‘Her Şeyin Teorisi / The Theory of Everything’ çağımızın cesaret ve mücadele sembolü haline gelmiş ünlü İngiliz fizikçi, evrenbilimci, astronom, teorisyen ve yazar Stephen Hawking’in yaşam öyküsü üzerine etkileyici bir deneme.
Henüz 21 yaşındayken kısaca ALS olarak bilinen ‘motor nöron hastalığı’na yakalanan Hawking doktorların kendisine yalnızca iki yıllık bir ömür biçmelerine rağmen yaşam mücadelesini ve bilimsel araştırmalarını günümüze kadar sürdürmeye devam edecektir.
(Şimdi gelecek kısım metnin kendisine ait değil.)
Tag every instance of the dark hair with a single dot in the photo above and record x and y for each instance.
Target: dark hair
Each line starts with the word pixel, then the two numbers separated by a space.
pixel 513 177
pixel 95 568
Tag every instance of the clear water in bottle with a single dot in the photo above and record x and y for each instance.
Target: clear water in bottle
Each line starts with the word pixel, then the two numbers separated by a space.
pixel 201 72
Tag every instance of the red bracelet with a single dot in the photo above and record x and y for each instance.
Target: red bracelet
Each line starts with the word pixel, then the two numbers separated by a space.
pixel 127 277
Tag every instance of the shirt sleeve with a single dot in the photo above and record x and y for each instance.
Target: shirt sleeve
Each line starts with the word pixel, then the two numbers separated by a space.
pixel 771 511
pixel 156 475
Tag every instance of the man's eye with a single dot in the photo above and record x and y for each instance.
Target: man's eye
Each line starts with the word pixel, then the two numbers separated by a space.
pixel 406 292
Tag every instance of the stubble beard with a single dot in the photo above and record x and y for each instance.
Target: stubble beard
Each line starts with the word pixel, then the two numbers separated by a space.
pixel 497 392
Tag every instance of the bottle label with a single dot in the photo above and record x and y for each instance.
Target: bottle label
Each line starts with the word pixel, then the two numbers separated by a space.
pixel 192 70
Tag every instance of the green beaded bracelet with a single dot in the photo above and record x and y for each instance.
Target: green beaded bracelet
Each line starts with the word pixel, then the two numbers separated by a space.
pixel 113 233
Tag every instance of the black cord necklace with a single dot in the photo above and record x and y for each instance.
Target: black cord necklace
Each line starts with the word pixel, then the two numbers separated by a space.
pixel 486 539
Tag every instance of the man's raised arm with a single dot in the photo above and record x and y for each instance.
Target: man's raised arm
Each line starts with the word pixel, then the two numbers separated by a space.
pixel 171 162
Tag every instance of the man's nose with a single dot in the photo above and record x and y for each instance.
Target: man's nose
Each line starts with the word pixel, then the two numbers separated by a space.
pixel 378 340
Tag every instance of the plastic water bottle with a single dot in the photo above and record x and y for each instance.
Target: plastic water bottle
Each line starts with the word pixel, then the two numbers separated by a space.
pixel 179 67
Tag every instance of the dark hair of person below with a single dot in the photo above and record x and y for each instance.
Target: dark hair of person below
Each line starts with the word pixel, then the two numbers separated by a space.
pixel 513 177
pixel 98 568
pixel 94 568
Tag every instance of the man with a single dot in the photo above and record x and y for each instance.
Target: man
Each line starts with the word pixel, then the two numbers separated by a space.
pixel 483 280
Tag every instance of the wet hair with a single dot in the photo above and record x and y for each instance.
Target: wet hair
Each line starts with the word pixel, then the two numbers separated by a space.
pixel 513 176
ALS beyindeki hücreleri yok eden aşamalı bir sinirbilim rahatsızlığı. Motor nöronların zamanla yüzde seksenini yok ederek sinir sistemini felç ediyor. Buna bağlı olarak konuşma, hareket etme, yürüme, nefes alma, yutma faaliyetleri için gereken kas sinyalleri aşama aşama bozuluyor. Kas erimesi sonucunda er ya da geç iradi hareketlerin kontrol yeteneği tamamen kaybolma noktasına geliyor ancak hastalık beynin zihinsel faaliyetlerine dokunmuyor.
Bu eziyetli süreçte yalnız değil Hawking. Hastalığının ortaya çıkışından kısa bir süre önce tanıştığı kız arkadaşı Jane çileli serüvende kendisinden desteğini esirgemiyor. Evleniyorlar, çocukları oluyor ve adım adım gelen büyük yenilgiyi birlikte zafere çevirmenin yolunu araştırıyorlar.
Adını Hawking’in hayatı boyunca izini sürdüğü ‘evrendeki her şeyi açıklayabilecek tek bir birleştirici denklem’den alan filmin öykülediği yaklaşık otuz yıllık süreç boyunca çalışmalarını sürdüren İngiliz bilim adamı 1985 yılından bu yana sesini de yitirmiş olduğundan, tekerlekli sandalyesinde yerleştirilmiş yazıları sese dönüştürebilen bilgisayarı sayesinde çevresindekilerle iletişimini sürdürmekte.
Eşi Jane’in kaleme aldığı ‘Sonsuza Yolculuk: Stephen ile Hayatım / Travelling to Infinity: My Life with Stephen’ adlı kitabın kaynaklık ettiği ve İngiliz yönetmen James Marsh tarafından yönetilen film, klasik biyografiler kulvarını harfi harfiyen takip etmesine rağmen ele aldığı kişilikten kaynaklanan bir cazibesi olduğu kesin. Duygu sömürüsüne iltifat etmeyen bu mütevazı filmi merak edilir kılan en baskın neden ise çizgi dışı bilim adamını canlandıran Eddie Redmayne’in son olarak Oscar ödülüyle de taçlandırılan üstün yorumu.
Sefiller müzikalinin beyazperde versiyonunda ‘Marius’ rolünde izlemiş olduğumuz aktör ikincil rollerin ardından gelen müthiş Hawking yorumuyla sinemaseverler kadar bilim adamını da etkilemiş. Hawking filmi izledikten sonra yönetmen Marsh’a gönderdiği e-posta’da filmi izlerken ekranda kendisini gördüğünü zannettiği anlar olduğundan sözetmiş.
Başlıkta yer alan tümce ise Stephen Hawking’in ‘Zamanın Kısa Tarihi / A Brief History of Time’ adlı kitabının 10 milyon üzerinde satış grafiğine ulaştığı dönemde ABD’de yaptığı konuşmadan. 1963’de sadece iki yıl olarak biçilmiş ömrünü nefes kesici bir mücadeleyle sürdüren Hawking bugün 73 yaşında. Zihni pırıl pırıl. Kuantum teorisinden, kara deliklerden geldiği noktada araştırmalarını sürdürmeye devam ediyor. Dünyamızın geleceği için kehaneti ise hiç parlak değil. 200 yıldan az bir süre içinde dünyadaki yaşamın sonlanacağını ve acilen uzayda yeni yaşam alanlarına açılma gerekliliğini vurgulayan Hawking böylelikle son dönemin ses getiren yapımlarından ‘Yıldızlararası / Interstallar’a da göz kırpmış oluyor.